Advancements in Cancer Therapy: Targeting LSD1 and HDAC6/8 with Dual Inhibitors

LSD1, a component of the CoREST complex, plays a role in cancer cell proliferation and survival by interacting with HDAC within the complex. The combined targeting of LSD1 and HDAC has been found to be more effective in combating glioblastoma, AML, and breast cancer, suggesting that dual inhibitors could offer a strategic advantage in cancer treatment without increasing systemic toxicity from multiple drugs.

A series of molecules with either LSD1 or dual LSD1-HDAC activity were developed using computational chemistry. The in vitro potency of these compounds against LSD1 was evaluated using a TR-FRET assay, and their HDAC activity was measured with a fluorimetric assay. Biomarkers for LSD1 and HDAC inhibition were assessed through Western blotting and RT qPCR, while cell proliferation was gauged by an Alamar blue cytotoxicity assay.

One of the compounds, JBI-097, showed exceptional selectivity and potency as a dual inhibitor, with an IC50 of 0.007μM for LSD1 and IC50 values of 0.06μM and 0.1μM for HDAC6 and HDAC8, respectively. JBI-097 demonstrated robust antiproliferative effects on leukemia and multiple myeloma cell lines, outperforming both LSD1 and HDAC6 inhibitors when used individually. In vivo and cell-based target engagement studies indicated an increase in biomarkers such as CD11b, CD86, GFI1b, and tubulin acetylation levels.

JBI-097 was more effective in inhibiting tumor growth in a HEL92.1.7 xenograft model when administered orally compared to the intraperitoneal administration of an HDAC inhibitor. Furthermore, in a MM.1S tumor model, JBI-097 showed a stronger inhibitory effect on tumor growth than single-agent treatments with LSD1 or HDAC6 inhibitors. The combination of JBI-097 with topotecan led to the complete inhibition of tumor growth in the MM.1S xenograft model.

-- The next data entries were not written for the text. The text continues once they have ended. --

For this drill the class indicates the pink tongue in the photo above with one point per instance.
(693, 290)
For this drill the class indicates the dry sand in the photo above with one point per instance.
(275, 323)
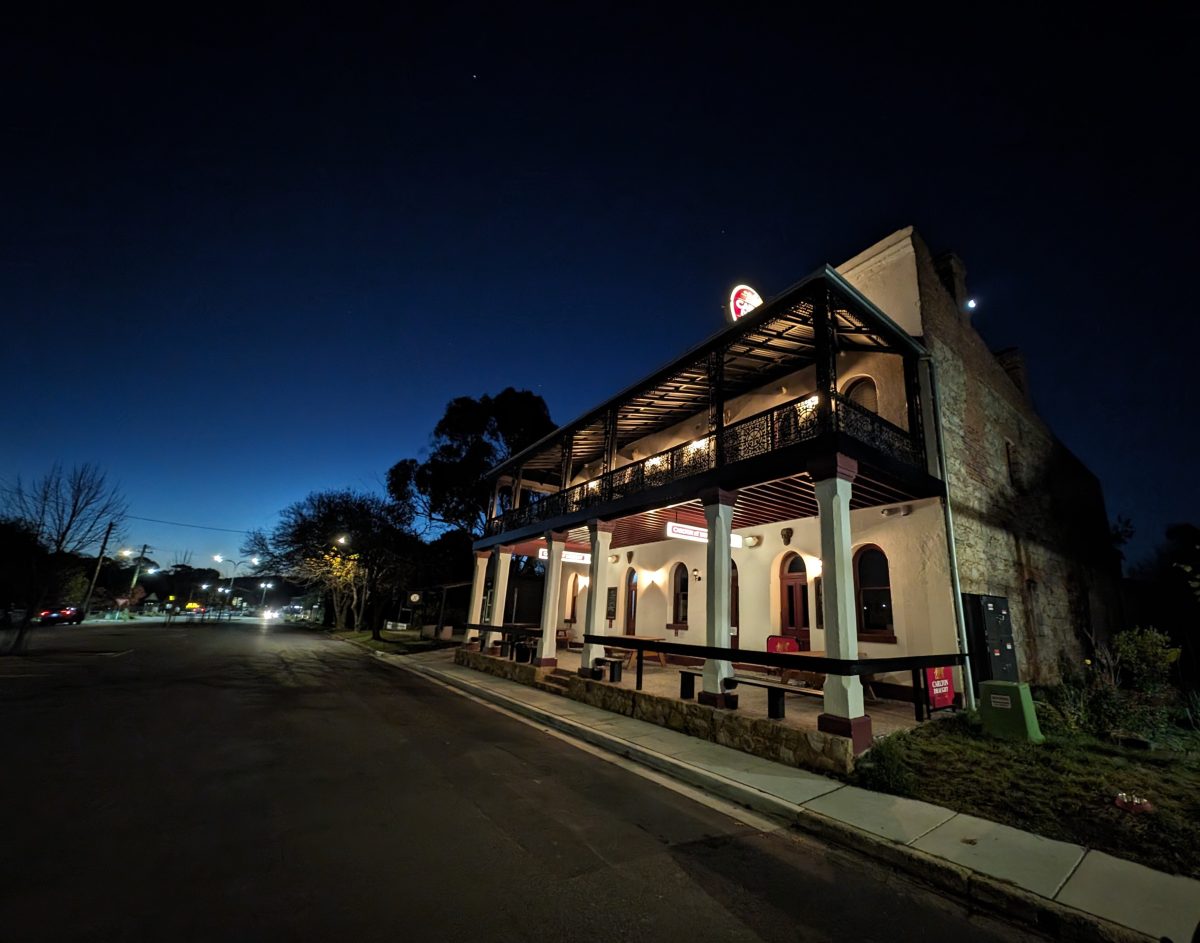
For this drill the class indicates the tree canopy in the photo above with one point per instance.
(472, 437)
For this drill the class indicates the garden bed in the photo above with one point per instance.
(1062, 790)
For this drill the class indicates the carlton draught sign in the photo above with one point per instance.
(940, 684)
(743, 300)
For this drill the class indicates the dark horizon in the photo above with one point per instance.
(246, 260)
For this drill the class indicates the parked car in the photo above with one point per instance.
(69, 614)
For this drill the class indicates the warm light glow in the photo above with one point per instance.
(697, 534)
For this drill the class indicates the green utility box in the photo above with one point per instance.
(1007, 712)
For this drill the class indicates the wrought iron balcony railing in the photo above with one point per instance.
(785, 425)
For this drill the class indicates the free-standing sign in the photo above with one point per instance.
(940, 683)
(743, 300)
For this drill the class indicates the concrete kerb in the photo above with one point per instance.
(978, 892)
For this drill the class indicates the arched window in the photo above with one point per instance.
(573, 595)
(873, 594)
(679, 580)
(630, 600)
(793, 599)
(863, 392)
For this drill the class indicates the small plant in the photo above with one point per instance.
(1146, 658)
(883, 769)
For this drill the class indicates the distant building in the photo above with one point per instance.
(804, 439)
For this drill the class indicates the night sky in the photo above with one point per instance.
(249, 259)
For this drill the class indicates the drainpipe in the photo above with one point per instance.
(969, 700)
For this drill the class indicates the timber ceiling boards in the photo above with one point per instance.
(773, 341)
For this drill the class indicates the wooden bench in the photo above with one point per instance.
(775, 692)
(688, 683)
(613, 666)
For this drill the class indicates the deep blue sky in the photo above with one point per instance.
(249, 259)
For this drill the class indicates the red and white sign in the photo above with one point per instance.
(743, 300)
(940, 683)
(699, 534)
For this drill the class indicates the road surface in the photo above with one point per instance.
(259, 781)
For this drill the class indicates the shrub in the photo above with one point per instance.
(1146, 658)
(883, 769)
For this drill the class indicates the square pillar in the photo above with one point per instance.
(478, 583)
(844, 714)
(600, 535)
(547, 652)
(499, 593)
(719, 516)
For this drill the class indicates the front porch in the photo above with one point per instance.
(793, 740)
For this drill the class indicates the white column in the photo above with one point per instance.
(600, 533)
(719, 516)
(547, 652)
(478, 583)
(844, 712)
(499, 593)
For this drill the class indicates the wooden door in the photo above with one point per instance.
(793, 599)
(631, 601)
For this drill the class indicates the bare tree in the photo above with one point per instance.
(67, 511)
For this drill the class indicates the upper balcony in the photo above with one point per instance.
(689, 415)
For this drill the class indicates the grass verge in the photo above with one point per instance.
(396, 643)
(1062, 790)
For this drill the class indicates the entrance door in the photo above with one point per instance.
(630, 601)
(793, 598)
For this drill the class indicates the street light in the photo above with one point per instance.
(233, 574)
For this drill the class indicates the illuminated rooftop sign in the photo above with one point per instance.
(743, 300)
(699, 534)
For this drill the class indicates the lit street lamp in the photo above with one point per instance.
(233, 574)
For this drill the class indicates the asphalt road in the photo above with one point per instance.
(261, 782)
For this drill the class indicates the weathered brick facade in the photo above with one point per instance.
(1030, 518)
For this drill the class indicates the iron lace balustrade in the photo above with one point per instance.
(790, 424)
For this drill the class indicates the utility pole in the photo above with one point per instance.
(100, 559)
(137, 571)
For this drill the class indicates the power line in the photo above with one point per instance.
(178, 523)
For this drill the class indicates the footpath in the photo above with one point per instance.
(1065, 890)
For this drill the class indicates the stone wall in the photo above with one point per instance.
(1030, 518)
(760, 737)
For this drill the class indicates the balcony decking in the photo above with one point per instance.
(765, 448)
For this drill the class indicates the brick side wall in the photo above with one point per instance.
(1030, 526)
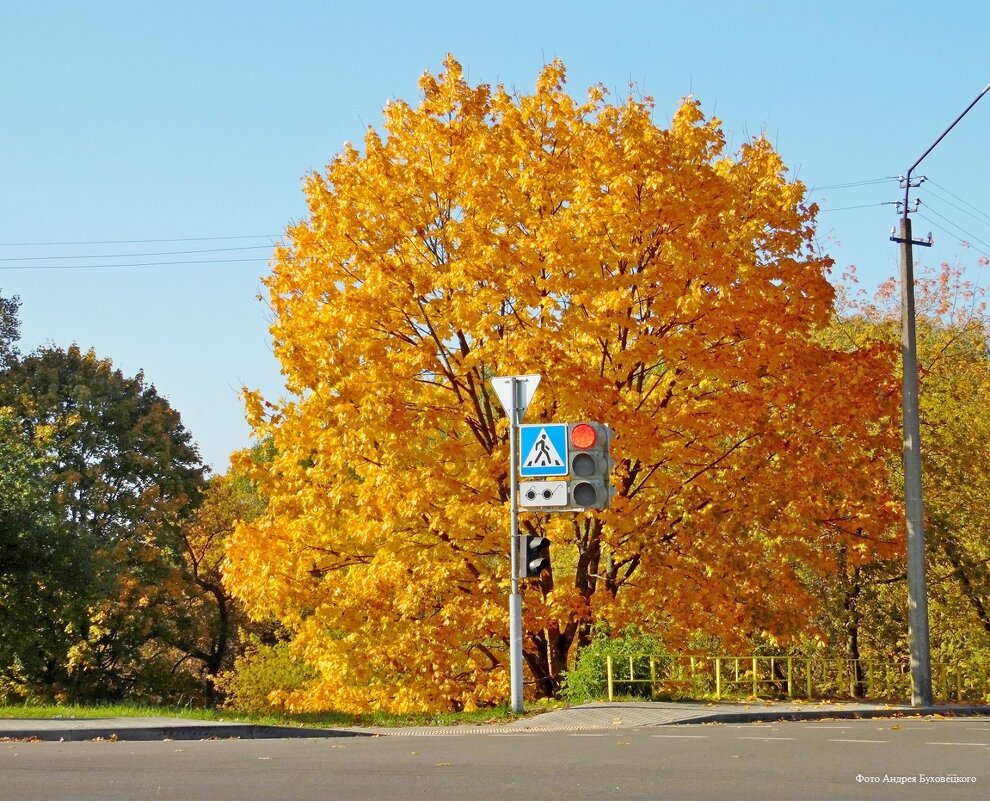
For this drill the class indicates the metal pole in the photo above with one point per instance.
(515, 599)
(921, 677)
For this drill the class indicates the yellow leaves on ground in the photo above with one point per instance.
(655, 282)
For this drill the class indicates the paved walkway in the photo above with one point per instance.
(587, 717)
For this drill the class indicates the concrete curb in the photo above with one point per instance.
(80, 730)
(769, 716)
(594, 717)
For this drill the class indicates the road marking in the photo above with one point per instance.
(766, 738)
(982, 745)
(858, 741)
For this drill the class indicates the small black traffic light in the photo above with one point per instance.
(589, 465)
(535, 556)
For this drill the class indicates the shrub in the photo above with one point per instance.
(589, 679)
(258, 673)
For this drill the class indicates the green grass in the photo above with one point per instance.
(501, 714)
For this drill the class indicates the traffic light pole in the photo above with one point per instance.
(515, 599)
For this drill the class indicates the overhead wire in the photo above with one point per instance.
(985, 220)
(137, 241)
(968, 237)
(5, 267)
(852, 184)
(964, 202)
(131, 255)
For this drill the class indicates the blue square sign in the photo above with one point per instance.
(543, 449)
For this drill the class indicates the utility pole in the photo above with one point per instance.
(921, 671)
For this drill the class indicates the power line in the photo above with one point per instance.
(853, 184)
(135, 241)
(847, 208)
(955, 234)
(964, 202)
(133, 255)
(134, 264)
(982, 218)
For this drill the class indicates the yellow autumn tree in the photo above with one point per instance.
(657, 283)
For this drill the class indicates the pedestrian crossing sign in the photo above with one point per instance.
(543, 449)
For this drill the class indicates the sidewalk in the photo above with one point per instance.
(587, 717)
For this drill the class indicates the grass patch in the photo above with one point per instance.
(495, 715)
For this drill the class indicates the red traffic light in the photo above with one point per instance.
(583, 436)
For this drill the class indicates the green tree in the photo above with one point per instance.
(124, 476)
(9, 329)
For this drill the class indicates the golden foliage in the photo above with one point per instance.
(656, 282)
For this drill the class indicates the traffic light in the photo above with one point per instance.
(535, 556)
(589, 465)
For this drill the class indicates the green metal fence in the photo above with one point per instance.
(703, 676)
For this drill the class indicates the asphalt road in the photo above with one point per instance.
(903, 759)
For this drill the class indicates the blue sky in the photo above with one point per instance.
(194, 123)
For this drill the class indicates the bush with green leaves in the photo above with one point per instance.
(588, 680)
(259, 673)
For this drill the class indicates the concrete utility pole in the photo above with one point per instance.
(921, 671)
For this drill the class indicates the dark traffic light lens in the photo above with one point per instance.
(583, 465)
(584, 494)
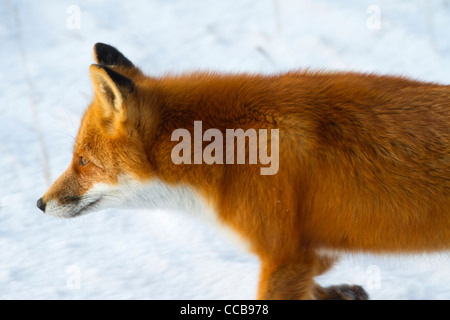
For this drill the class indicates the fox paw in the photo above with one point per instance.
(344, 292)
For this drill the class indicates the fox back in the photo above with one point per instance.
(359, 162)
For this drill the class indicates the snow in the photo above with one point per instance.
(46, 50)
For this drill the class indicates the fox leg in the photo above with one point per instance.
(294, 280)
(340, 292)
(290, 280)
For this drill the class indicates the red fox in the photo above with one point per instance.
(361, 162)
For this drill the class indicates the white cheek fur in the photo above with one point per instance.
(153, 194)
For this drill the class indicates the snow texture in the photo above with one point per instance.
(45, 53)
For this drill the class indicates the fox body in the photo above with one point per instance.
(364, 163)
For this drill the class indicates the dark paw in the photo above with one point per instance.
(345, 292)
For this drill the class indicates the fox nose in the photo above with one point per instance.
(41, 204)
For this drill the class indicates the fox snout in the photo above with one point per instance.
(41, 204)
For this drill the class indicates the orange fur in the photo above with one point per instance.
(364, 162)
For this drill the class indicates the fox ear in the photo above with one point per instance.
(107, 55)
(112, 89)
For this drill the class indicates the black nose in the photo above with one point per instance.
(41, 204)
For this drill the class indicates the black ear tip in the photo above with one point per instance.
(108, 55)
(119, 79)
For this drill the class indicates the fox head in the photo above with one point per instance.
(109, 153)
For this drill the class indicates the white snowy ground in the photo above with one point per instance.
(45, 53)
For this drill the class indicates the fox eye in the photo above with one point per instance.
(83, 161)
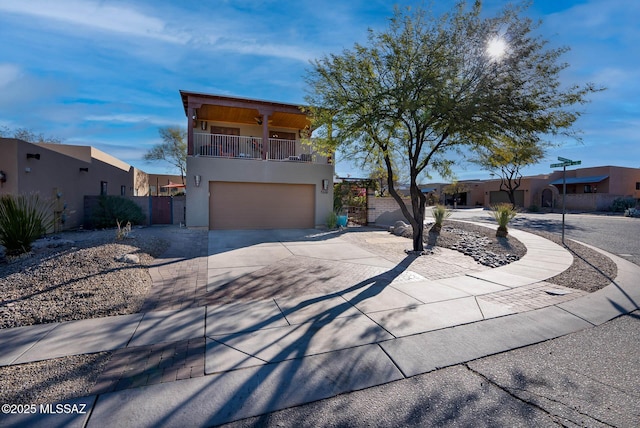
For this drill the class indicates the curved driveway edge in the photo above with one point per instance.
(280, 373)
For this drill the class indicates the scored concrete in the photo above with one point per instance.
(83, 337)
(441, 348)
(264, 355)
(233, 395)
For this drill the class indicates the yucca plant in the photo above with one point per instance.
(439, 213)
(503, 213)
(23, 219)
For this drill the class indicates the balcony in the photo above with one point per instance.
(240, 147)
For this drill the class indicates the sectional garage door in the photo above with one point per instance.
(261, 205)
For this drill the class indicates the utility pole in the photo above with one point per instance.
(564, 164)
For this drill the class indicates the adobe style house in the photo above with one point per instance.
(247, 167)
(66, 174)
(588, 189)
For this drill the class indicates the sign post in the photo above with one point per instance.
(564, 164)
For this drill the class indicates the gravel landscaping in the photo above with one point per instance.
(77, 276)
(80, 277)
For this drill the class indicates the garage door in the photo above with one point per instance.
(261, 205)
(503, 198)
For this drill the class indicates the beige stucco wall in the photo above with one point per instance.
(9, 165)
(251, 171)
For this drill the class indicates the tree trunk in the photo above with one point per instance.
(418, 200)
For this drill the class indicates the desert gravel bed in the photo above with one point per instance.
(76, 277)
(53, 380)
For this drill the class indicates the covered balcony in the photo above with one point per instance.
(235, 128)
(242, 147)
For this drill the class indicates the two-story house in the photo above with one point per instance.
(247, 167)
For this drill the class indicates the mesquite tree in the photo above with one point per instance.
(426, 87)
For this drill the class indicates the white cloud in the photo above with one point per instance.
(119, 19)
(8, 74)
(131, 118)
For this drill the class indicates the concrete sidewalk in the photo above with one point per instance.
(369, 322)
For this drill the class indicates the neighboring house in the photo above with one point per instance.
(66, 174)
(588, 189)
(247, 167)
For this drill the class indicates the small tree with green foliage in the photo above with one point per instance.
(112, 210)
(425, 88)
(503, 213)
(173, 148)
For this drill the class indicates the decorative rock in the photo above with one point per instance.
(400, 228)
(129, 258)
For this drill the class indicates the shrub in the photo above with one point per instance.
(23, 219)
(439, 213)
(619, 205)
(113, 209)
(503, 213)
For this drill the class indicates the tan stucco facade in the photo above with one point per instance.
(236, 140)
(588, 189)
(254, 171)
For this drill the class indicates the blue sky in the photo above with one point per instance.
(107, 73)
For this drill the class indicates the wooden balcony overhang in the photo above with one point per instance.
(221, 108)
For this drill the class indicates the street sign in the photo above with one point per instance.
(564, 164)
(567, 163)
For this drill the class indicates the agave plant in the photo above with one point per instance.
(23, 219)
(439, 213)
(503, 213)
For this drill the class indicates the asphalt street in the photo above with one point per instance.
(585, 379)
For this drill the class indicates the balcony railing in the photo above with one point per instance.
(233, 146)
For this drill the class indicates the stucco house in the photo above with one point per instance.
(588, 189)
(66, 174)
(247, 167)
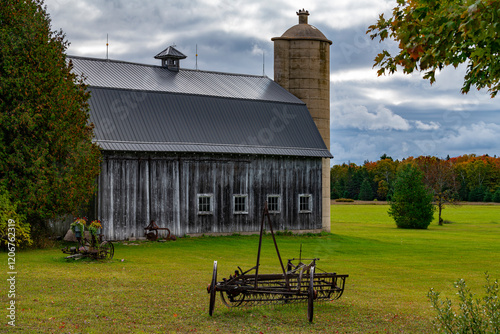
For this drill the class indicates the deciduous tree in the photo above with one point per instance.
(433, 34)
(411, 204)
(48, 162)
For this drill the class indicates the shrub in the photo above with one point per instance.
(366, 191)
(476, 315)
(496, 196)
(344, 200)
(411, 202)
(8, 212)
(477, 194)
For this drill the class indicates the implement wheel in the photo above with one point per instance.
(106, 250)
(310, 297)
(233, 299)
(212, 290)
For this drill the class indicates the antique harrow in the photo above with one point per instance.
(300, 282)
(92, 246)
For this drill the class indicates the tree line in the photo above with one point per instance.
(465, 178)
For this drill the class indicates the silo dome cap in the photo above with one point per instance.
(303, 30)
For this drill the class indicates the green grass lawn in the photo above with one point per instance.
(161, 287)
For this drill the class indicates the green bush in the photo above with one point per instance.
(496, 196)
(366, 191)
(344, 200)
(411, 203)
(20, 234)
(488, 197)
(476, 315)
(477, 194)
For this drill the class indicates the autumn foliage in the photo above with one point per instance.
(433, 34)
(464, 178)
(48, 162)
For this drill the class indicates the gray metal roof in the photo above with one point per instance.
(132, 120)
(125, 75)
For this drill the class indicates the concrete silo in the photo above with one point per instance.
(302, 66)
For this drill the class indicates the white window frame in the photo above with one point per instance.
(211, 203)
(245, 196)
(278, 203)
(309, 203)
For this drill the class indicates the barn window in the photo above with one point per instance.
(205, 204)
(273, 203)
(240, 204)
(305, 203)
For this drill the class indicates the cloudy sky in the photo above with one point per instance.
(400, 115)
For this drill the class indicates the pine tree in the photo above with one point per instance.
(411, 203)
(366, 191)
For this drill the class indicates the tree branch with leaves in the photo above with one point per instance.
(433, 34)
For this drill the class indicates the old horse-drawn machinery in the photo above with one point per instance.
(90, 244)
(301, 281)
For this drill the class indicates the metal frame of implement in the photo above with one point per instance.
(298, 283)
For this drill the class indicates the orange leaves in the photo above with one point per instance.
(416, 52)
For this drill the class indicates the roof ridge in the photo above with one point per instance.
(201, 95)
(209, 144)
(159, 66)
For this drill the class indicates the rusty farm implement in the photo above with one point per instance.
(301, 281)
(90, 245)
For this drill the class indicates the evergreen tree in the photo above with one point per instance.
(496, 196)
(48, 162)
(411, 203)
(366, 191)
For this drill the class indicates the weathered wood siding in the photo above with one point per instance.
(133, 190)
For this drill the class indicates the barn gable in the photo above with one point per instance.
(178, 142)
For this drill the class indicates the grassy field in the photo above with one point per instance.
(161, 287)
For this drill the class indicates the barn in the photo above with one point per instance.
(200, 152)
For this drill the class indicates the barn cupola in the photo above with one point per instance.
(170, 58)
(303, 14)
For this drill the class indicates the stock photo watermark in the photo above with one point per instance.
(11, 273)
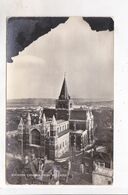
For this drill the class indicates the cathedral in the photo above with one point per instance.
(57, 130)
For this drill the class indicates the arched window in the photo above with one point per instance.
(35, 137)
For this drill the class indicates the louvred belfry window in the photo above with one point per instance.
(35, 137)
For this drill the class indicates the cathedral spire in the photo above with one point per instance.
(64, 91)
(29, 119)
(54, 122)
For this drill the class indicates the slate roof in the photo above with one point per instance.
(78, 115)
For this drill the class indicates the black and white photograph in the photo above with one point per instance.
(60, 95)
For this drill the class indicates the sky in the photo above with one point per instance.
(85, 55)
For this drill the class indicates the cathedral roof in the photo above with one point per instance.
(64, 91)
(78, 115)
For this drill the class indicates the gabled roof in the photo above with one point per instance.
(64, 91)
(78, 115)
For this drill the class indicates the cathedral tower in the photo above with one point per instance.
(63, 103)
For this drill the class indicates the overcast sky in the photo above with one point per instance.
(85, 55)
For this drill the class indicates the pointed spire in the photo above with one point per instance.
(29, 119)
(21, 122)
(64, 91)
(40, 114)
(54, 122)
(88, 115)
(44, 119)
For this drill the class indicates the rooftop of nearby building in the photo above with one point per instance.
(78, 114)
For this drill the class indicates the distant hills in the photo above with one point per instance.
(51, 102)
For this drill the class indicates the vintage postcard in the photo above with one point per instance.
(60, 95)
(63, 97)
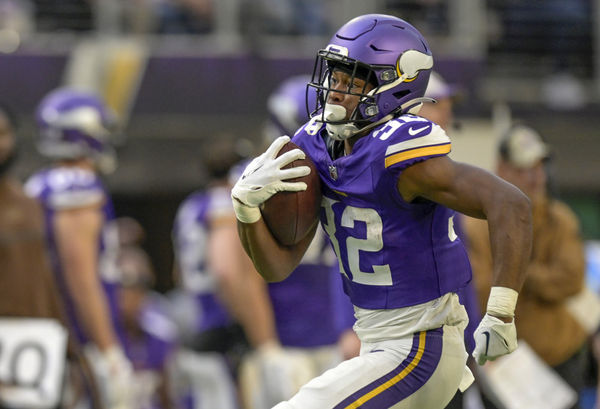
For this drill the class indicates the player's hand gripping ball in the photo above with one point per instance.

The findings indicate that it is viable to design dual LSD1-HDAC6/8 inhibitors that maintain individual activity and significantly suppress cell proliferation, presenting these inhibitors as potential powerful therapeutic agents for cancer treatment. Ongoing research is focused on understanding the underlying mechanisms to identify the most effective compounds.

The research was presented by Sivanandhan Dhanalakshmi, Sridharan Rajagopal, and colleagues at the American Association for Cancer Research Annual Meeting in 2018.